Les investisseurs institutionnels français ayant développé des politiques ISR sophistiquées, des exclusions sectorielles, des reportings climat détaillés et des trajectoires de décarbonation deviennent parfois des cibles plus visibles que des acteurs beaucoup moins avancés.
Pourquoi ?
Parce qu’ils publient davantage de données.

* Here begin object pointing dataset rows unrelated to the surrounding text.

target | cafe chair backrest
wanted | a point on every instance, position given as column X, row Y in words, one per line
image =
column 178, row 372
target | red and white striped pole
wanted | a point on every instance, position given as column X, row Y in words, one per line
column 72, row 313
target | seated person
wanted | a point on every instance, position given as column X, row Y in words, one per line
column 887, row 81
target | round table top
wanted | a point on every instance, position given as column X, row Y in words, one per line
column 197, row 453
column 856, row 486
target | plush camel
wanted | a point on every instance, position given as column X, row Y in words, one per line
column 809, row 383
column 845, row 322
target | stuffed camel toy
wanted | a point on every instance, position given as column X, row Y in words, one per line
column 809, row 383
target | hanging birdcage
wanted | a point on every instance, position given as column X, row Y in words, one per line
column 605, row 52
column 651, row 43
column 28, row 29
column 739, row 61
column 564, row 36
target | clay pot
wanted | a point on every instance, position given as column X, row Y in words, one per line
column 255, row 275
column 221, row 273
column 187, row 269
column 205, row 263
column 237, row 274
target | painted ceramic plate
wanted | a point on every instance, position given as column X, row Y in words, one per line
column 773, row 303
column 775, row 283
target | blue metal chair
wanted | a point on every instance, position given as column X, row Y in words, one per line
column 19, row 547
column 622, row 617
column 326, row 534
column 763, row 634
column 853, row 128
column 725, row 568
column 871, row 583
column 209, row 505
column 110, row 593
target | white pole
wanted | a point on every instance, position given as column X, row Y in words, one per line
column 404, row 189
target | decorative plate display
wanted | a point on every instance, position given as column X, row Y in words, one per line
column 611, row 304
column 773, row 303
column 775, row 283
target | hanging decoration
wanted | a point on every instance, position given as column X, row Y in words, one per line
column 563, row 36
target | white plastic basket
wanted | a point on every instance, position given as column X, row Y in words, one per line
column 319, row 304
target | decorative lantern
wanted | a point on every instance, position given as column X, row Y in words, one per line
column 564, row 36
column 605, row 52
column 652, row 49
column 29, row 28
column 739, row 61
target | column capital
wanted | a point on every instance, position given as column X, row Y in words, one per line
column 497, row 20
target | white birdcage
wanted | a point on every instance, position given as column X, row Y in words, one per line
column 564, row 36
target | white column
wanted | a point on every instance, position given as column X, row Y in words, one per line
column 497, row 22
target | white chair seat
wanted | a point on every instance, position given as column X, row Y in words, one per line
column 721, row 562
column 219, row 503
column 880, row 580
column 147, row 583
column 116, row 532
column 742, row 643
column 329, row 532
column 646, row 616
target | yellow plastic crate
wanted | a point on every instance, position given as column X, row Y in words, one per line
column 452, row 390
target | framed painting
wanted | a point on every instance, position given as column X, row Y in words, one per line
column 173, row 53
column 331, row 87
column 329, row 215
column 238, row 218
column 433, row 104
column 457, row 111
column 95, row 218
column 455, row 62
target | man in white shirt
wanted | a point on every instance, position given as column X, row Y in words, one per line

Parce qu’ils communiquent davantage.
Parce qu’ils acceptent le débat ESG.
Et probablement aussi parce qu’ils sont politiquement et médiatiquement plus accessibles.
Cela pose la question de l’évolution des stratégies militantes dans la finance durable.
Une partie de l’activisme climatique semble désormais fonctionner selon une logique de visibilité médiatique maximale : cibler des institutions reconnues, déjà engagées sur le sujet, permet d’obtenir davantage de résonance publique qu’une critique de structures beaucoup plus opaques ou moins sensibles à la pression réputationnelle.
D’une certaine manière, plus un investisseur devient transparent sur l’ESG, plus il devient attaquable.
Mais réduire le débat à une simple opposition entre ONG et investisseurs serait trop simpliste.
Car derrière cette confrontation se cache en réalité une question extrêmement complexe : jusqu’où une caisse de retraite doit-elle intégrer le risque climatique dans son allocation d’actifs sans compromettre son devoir fiduciaire ?
Les régimes de retraite gèrent des horizons de plusieurs décennies. Ils doivent simultanément :
protéger le rendement futur des cotisants,
maîtriser les risques systémiques,
préserver la liquidité des portefeuilles,
et anticiper les conséquences économiques du changement climatique.
Or le sujet devient de plus en plus ambigu.
Car certains hydrocarbures restent aujourd’hui extrêmement rentables financièrement, notamment dans un contexte géopolitique tendu où la sécurité énergétique redevient prioritaire. Exclure totalement certains secteurs peut donc parfois créer une tension entre logique climatique et performance financière de court ou moyen terme.
Le débat dépasse donc largement la simple communication ESG.
Il touche désormais au cœur même du capitalisme de long terme : comment arbitrer entre rendement, stabilité systémique, transition énergétique et responsabilité intergénérationnelle ?
Et c’est probablement pour cette raison que les fonds de retraite deviennent aujourd’hui l’un des nouveaux champs de bataille centraux de la finance durable.